Consistency diffusion language models: Up to 14x faster, no quality loss
5 days ago
- #AI
- #Language Models
- #Diffusion Models
- Consistency diffusion language models (CDLM) are introduced to accelerate diffusion language model inference by combining consistency-based multi-token finalization with block-wise KV caching, achieving up to 14.5x latency speedups on math and coding tasks.
- Diffusion Language Models (DLMs) iteratively refine a partially masked sequence over multiple sampling steps, enabling parallel generation and bidirectional context exploitation for tasks like text infilling and refinement.
- Standard DLMs suffer from KV caching incompatibility under full bidirectional attention and require high refinement step counts to maintain quality, making inference expensive.
- CDLM addresses these inefficiencies through a post-training recipe that enables reliable fewer-step inference and exact block-wise KV caching.

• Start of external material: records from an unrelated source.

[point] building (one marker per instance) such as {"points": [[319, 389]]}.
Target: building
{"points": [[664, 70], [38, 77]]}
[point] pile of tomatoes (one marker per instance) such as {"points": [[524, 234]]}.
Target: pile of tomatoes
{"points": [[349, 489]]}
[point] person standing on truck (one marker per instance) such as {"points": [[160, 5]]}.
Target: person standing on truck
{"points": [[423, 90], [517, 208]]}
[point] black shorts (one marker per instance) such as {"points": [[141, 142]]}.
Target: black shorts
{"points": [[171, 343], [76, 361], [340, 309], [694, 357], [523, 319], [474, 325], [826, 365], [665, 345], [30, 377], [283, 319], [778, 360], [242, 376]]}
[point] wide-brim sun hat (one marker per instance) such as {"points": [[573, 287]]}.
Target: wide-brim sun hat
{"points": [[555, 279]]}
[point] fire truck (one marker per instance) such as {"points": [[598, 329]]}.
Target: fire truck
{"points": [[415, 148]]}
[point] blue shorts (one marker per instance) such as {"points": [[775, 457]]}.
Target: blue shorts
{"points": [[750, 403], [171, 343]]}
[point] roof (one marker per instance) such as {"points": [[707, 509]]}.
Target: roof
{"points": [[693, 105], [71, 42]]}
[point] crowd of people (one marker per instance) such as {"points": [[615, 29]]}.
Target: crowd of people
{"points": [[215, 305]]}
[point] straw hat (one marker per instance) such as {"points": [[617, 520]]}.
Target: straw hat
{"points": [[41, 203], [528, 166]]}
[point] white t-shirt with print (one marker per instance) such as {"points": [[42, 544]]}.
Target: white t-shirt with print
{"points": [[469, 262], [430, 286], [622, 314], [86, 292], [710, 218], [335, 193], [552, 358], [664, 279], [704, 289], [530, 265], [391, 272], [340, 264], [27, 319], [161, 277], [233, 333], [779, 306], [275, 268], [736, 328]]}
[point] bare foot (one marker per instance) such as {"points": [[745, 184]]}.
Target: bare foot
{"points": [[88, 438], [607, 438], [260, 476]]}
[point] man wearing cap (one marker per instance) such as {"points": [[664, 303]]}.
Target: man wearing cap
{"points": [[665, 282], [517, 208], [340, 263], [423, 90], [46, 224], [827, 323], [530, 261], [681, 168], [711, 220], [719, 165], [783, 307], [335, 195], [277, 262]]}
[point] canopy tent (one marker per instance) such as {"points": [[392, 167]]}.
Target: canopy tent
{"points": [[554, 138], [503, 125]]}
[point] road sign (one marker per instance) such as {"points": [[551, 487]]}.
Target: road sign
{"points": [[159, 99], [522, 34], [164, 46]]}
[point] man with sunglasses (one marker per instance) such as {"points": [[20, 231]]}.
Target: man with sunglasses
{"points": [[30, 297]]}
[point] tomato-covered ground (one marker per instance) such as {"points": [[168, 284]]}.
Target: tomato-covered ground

- CDLM training involves trajectory collection, block-causal student and attention mask, and joint minimization of distillation loss, consistency loss, and auxiliary DLM masked-denoising loss.
- At inference, CDLM decodes in a block-wise autoregressive manner with confidence-thresholded parallel finalization and early stopping, focusing on exact KV caching and reliable step reduction.
- CDLM–Dream achieves significant step reductions (4.1x–7.7x) and latency improvements (up to 14.5x) while maintaining competitive accuracy on math and coding tasks.
- Block-wise DLMs (CDLM) balance arithmetic intensity and memory access, making them efficient for small-batch settings compared to AR decoding and vanilla DLMs.
- CDLM’s benefits are expected to grow with stronger DLM backbones, as it can be applied to any block-diffusion model.
- CDLM enables exact KV caching while preserving bidirectional context within each block, retaining local refinement capabilities and improving inference efficiency.